Homework 2: Anchored Global Sequence Alignment Solution

Instructions




Please turn this assignment in on the course web page.



There are multiple files to turn in. All text and code should be placed into a single folder with a name like ​lastname_exerciseXX​. The folder should then be compressed and submitted as a single archive (.zip or .tgz)



You must do this work on your own, although you are encouraged to have general discussions with other students. The work you turn in must be your own. Your code will be checked for overlap and for surprising idiosyncrasies in common with other submissions.



Please write the names of all students with whom you discussed the assignment at the top of your code.



Please include copious comments in your code. Full credit will only be given for code that is fully commented, meaning that every line that is not completely obvious needs a comment. Partial credit may be given for broken/non-functioning code if the code is well-commented.



You may use any programming language you wish.






Background




This homework assignment is implementation of an anchored version of the standard Needleman-Wunsch algorithm and application of the algorithm to align PAX and HOX proteins from human and fruit fly. The anchored global sequence alignment assumes known matched regions between two sequences and applies Needleman-Wunsch algorithm to align the unaligned regions between the matched ones. Implement the anchored global sequence alignment algorithm and align the given sequences. (Hint: write Needleman-Wunsch first -- then the anchored algorithm is very simple extension of the Needleman-Wunsch algorithm and you only need to implement a wrapper function that calls your other function).




Dataset




Download and extract the folder containing the sequences: https://www.dropbox.com/s/clbbgkq0tem66fj/Homework2-sequences.zip?dl=1​. For the matches files, i.e. "Match_HOX.txt" and "Match_PAX.txt", the first 2 columns represent the start and end positions of matched regions for the human sequence, whereas the last 2 columns represent the start and end positions of the matched regions for the fruit fly sequence.




Input and Output Format:




You can hardcode your substitution matrix and gap penalty values (-3 for mismatches, 1 for a match, -2 for a gap; ignore the affine gaps). The command line for calling your program should be of the form: programname seq1.fasta seq2.fasta [matches.txt]​. Note that [matches.txt] means the third file is optional. If the matches.txt is not provided, your program should run standard Needleman-Wunsch. Output should be both the alignment score for this pair of sequences and the actual alignment itself printed

with gaps. You may also use command-line flags to label your parameters, e.g. ​python programname.py -q eq1.fasta -r seq2.fasta [-m matches.txt]​.

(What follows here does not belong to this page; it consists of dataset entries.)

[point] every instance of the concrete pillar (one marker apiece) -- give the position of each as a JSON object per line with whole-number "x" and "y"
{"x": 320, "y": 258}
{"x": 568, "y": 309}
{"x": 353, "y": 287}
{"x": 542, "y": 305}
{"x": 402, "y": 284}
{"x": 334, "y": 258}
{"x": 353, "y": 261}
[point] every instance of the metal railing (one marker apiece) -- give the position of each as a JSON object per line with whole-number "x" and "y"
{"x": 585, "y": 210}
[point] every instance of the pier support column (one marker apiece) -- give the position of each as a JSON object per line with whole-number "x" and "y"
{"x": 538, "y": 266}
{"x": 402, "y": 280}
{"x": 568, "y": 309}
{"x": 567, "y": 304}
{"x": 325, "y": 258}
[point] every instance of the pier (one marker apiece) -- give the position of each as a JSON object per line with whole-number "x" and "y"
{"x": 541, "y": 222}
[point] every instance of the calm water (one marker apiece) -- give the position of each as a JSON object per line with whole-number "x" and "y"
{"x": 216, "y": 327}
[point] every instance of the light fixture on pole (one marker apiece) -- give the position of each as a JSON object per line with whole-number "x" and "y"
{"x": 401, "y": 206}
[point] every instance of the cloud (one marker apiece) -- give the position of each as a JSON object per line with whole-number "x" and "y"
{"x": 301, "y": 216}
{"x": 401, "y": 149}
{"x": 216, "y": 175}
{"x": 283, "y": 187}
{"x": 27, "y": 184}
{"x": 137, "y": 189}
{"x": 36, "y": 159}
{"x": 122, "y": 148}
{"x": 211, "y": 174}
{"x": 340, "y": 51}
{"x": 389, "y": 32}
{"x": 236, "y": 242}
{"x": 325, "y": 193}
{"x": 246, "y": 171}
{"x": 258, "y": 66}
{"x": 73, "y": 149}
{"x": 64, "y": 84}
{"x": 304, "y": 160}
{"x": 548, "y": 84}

Treat any special characters the same as the ones in alphabet, i.e. use the same match and mismatch costs.







Tasks




(25 points) : Implement the Needleman-Wunsch algorithm (don't forget your comments).



(25 points) : Based on your Needleman-Wunsch algorithm to implement the anchored version (don't forget your comments).



(25 points) : Use your algorithm to align the provided two pairs of sequences. Report the alignment and the alignment score.



(25 points) : For both pairs of sequences, permute the amino acids in the sequences (use random library in your chosen language) and repeat the alignment 10,000 times. Report the distribution with a histogram of the random alignment score and mark the alignment score of the original sequences. Do this only for the non-anchored version.



(5 bonus points) : You are required to align Titin human sequence and Titin mouse sequence using anchored version you implemented in part 2. Titin is the largest known protein; its human variant consists of 34,350 amino acids, and its mouse homologue is even larger, comprising 35,213 amino acids. Hence, global alignment of these two sequences using Needleman-Wunsch will take very long time and use a lot of memory. However, using anchored-alignment approach will significantly improve the performance. Download and extract the bonus folder (​https://www.dropbox.com/s/50fx4ovd3zoeps9/Homework2-bonus-TITIN-sequences.zip?dl=1​) to get the Titin human sequence ("TITIN_Human.fa"), Titin mouse sequence ("TITIN_Mouse.fa"), and a match file "TITIN_Match.txt", in which the first 2 columns represent the start and end positions of matched regions for the human sequence, and the last 2 columns represent the start and end positions of the matched regions for the mouse sequence. Report the alignment and alignment score.



Deliverables




Source file (your code). Please note in your code the names of the people who worked on it.



Readme file (text). The readme file should contain instructions on how to compile and run the program.



Alignment results in a single file (text).



A pdf file giving the plots of the permuted and observed alignment scores in task 4.